Saturday, March 5th, 2005

Name the only license both explicitly called out by the Free Software Foundation as non-free for matters of substance and approved by the Open Source Initiative.

The Reciprocal Public License.

Here’s why the FSF says the RPL is non-free:

1. It puts limits on prices charged for an initial copy. 2. It requires notification of the original developer for publication of a modified version. 3. It requires publication of any modified version that an organization uses, even privately.

For more on why these might be problems see debian-legal tests for Debian Free Software Guidelines compliance.

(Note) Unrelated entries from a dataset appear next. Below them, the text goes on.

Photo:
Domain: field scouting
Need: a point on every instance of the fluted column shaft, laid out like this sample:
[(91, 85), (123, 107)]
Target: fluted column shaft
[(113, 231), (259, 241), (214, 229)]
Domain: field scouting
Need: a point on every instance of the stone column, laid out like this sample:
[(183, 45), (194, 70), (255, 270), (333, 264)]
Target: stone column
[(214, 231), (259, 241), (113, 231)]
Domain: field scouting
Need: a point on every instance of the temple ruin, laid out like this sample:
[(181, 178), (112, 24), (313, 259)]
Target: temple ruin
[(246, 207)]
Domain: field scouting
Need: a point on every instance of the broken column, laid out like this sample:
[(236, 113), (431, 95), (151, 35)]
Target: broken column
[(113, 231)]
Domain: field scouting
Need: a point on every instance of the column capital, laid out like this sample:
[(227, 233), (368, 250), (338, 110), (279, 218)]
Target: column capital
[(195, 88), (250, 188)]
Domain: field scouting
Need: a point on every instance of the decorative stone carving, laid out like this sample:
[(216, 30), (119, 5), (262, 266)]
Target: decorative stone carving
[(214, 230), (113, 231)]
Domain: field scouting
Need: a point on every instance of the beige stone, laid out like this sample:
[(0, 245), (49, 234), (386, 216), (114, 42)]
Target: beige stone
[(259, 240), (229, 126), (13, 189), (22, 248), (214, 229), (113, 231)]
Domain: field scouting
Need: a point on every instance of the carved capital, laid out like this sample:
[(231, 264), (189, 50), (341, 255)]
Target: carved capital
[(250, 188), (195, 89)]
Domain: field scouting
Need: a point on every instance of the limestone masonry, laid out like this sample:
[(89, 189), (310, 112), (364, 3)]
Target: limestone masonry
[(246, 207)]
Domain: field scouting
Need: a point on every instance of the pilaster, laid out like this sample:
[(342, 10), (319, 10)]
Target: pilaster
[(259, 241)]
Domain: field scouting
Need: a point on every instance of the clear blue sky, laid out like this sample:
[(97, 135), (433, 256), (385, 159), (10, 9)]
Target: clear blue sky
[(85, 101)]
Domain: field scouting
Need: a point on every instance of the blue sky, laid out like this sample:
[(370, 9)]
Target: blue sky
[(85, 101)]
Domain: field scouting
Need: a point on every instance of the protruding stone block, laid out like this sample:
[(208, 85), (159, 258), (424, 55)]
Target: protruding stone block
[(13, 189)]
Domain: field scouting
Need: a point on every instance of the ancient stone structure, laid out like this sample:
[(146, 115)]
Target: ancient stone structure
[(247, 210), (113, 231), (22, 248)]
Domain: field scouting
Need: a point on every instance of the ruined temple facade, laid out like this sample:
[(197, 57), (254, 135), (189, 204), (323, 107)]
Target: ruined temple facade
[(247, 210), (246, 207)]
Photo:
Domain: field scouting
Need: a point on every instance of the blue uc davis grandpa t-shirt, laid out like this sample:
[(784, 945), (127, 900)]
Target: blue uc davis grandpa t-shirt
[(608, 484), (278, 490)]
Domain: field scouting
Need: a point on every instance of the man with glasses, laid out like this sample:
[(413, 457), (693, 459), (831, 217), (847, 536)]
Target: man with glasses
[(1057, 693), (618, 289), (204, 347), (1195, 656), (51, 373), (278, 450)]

Further trivia: The Artisitc License is the only OSI-approved license rejected by the FSF for matters of wording:

We cannot say that this is a free software license because it is too vague; some passages are too clever for their own good, and their meaning is not clear.

Addendum 20050311: I looked up the RPL and discovered these bits of trivia after reading that FX is considering the license.

Use [the] force

Wednesday, March 2nd, 2005

Saw this in a Robert Scheer column printed in today’s San Francisco Chronicle: The force Bush won’t use on Iran.

So, tangled history aside, what should the U.S. do now about a repressive and potentially threatening government in Iran? The one thing Bush strangely has refused to do throughout the world: practice the principles of capitalism.

The model for such a policy, which emphasizes normal trade relations even with regimes that have religious and political obsessions different from our own, was most successfully employed by Richard Nixon in his famous opening to “Red” China, as well as in the detente period that should properly be credited with the ultimate fall of the Soviet empire.

The most powerful liberalizing forces the U.S. wields are not military, but economic and cultural. Though not as macho as trying to spread democracy through the barrel of a gun, normalization offers a better prospect of accomplishing that end, while saving billions of dollars and priceless lives.

I’m pleased to read Scheer get it Wright.